Urethra – The narrow tube of the male reproductive system that conducts both urine and semen from the Urinary bladder to the male reproductive organ Penis.
What are some of the sexually transmitted diseases?
Answer: A sexually transmitted disease is when an infection caused by a bacteria, virus, or parasite is transferred from one person to another through sexual contact. Some of the STDs are Human Immunodeficiency Virus (HIV), Acquired Immune Deficiency Syndrome (AIDS), Chlamydia, Gonorrhea, Syphilis, etc.
Sexual reproduction results in the formation of offspring with diverse genetics that differ from the parent organisms.
Sexual reproduction is the reason for variation in species, and when a change lasts for a very long time because of environmental condition suitability, ultimately results in evolution.

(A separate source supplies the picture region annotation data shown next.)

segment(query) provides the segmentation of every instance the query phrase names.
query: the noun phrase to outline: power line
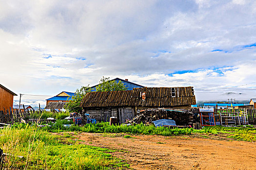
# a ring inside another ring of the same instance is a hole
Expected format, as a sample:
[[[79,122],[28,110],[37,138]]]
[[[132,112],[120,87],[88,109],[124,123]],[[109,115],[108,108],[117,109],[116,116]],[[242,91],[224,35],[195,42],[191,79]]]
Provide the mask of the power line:
[[[49,95],[39,95],[35,94],[21,94],[21,95],[26,95],[26,96],[49,96]]]

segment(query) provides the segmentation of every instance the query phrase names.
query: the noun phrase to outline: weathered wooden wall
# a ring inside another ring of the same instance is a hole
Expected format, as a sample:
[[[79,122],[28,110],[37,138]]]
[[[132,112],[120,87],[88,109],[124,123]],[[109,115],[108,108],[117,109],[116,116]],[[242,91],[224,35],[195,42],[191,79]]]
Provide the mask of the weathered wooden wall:
[[[173,94],[172,90],[175,93]],[[141,94],[146,94],[143,100]],[[135,88],[130,91],[88,93],[81,106],[171,107],[195,104],[192,87]]]
[[[7,109],[13,105],[13,94],[0,86],[0,110]]]

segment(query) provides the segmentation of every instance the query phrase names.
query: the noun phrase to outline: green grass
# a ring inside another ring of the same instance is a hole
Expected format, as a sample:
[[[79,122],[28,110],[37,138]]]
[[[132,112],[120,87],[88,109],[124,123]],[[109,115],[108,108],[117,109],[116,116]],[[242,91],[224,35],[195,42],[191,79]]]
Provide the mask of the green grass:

From asexual reproduction, twice as many offspring are produced in comparison to sexual reproduction.
1. State some of the functions of the female reproductive system.

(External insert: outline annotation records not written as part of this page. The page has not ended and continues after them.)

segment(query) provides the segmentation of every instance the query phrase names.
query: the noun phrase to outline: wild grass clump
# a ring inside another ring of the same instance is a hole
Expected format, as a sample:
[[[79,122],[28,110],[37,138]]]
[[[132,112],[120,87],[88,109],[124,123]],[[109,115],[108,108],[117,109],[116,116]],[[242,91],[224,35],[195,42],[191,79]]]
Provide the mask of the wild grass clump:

Answer: The female reproductive system functions include the following points which are essential for sexual reproduction in human beings-
Ova are produced by the germinal epithelial cells of the ovary in the Graafian follicle.
Hormones like Oestrogen, Progesterone, and Relaxin are produced by the ovary.

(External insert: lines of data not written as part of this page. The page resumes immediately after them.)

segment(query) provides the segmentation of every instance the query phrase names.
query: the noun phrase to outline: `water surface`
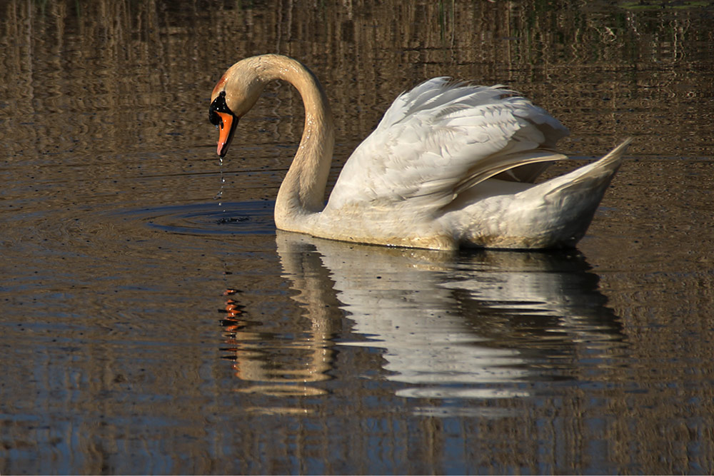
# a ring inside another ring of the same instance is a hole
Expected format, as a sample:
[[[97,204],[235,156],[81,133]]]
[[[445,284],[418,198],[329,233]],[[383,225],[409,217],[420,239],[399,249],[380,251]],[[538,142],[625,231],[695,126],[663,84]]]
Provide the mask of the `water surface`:
[[[329,2],[327,2],[329,4]],[[705,2],[0,1],[0,473],[714,472]],[[573,163],[634,142],[577,250],[276,232],[316,72],[331,180],[433,76],[522,91]]]

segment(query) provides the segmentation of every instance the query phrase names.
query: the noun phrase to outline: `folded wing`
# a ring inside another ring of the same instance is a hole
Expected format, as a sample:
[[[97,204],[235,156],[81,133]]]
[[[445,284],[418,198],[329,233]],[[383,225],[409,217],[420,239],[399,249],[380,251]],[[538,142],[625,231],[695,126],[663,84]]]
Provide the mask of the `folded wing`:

Fertilization occurs in the fallopian tube of the female reproductive organs.
In the Uterus, implantation takes place.
In the female reproductive system, parturition is a vital function.
After childbirth, the mammary glands (which also belong to the female reproductive system) secrete milk because of some hormonal changes, and this milk is the primary food of the newborn.The mother’s milk is very important for the baby.
2. State some of the functions of the male reproductive system?
Answer: The male reproductive system functions include the following points which are essential for sexual reproduction in human beings-
The male hormones are also produced and secreted by the male reproductive system.
The primary function of the male reproductive system is to produce and transport the semen, which is then excreted protective fluid, and the sperms, which are the male reproductive cells.
The male reproductive system is also essential for discharging the reproductive gametes in the female reproductive tract.
Spermatogenesis is the process of sperm production, which begins at male puberty and continues throughout their life.
After sperms are produced, they travel to the epididymis for maturation and sorting. Several hundred million sperm are created every day in the male reproductive system.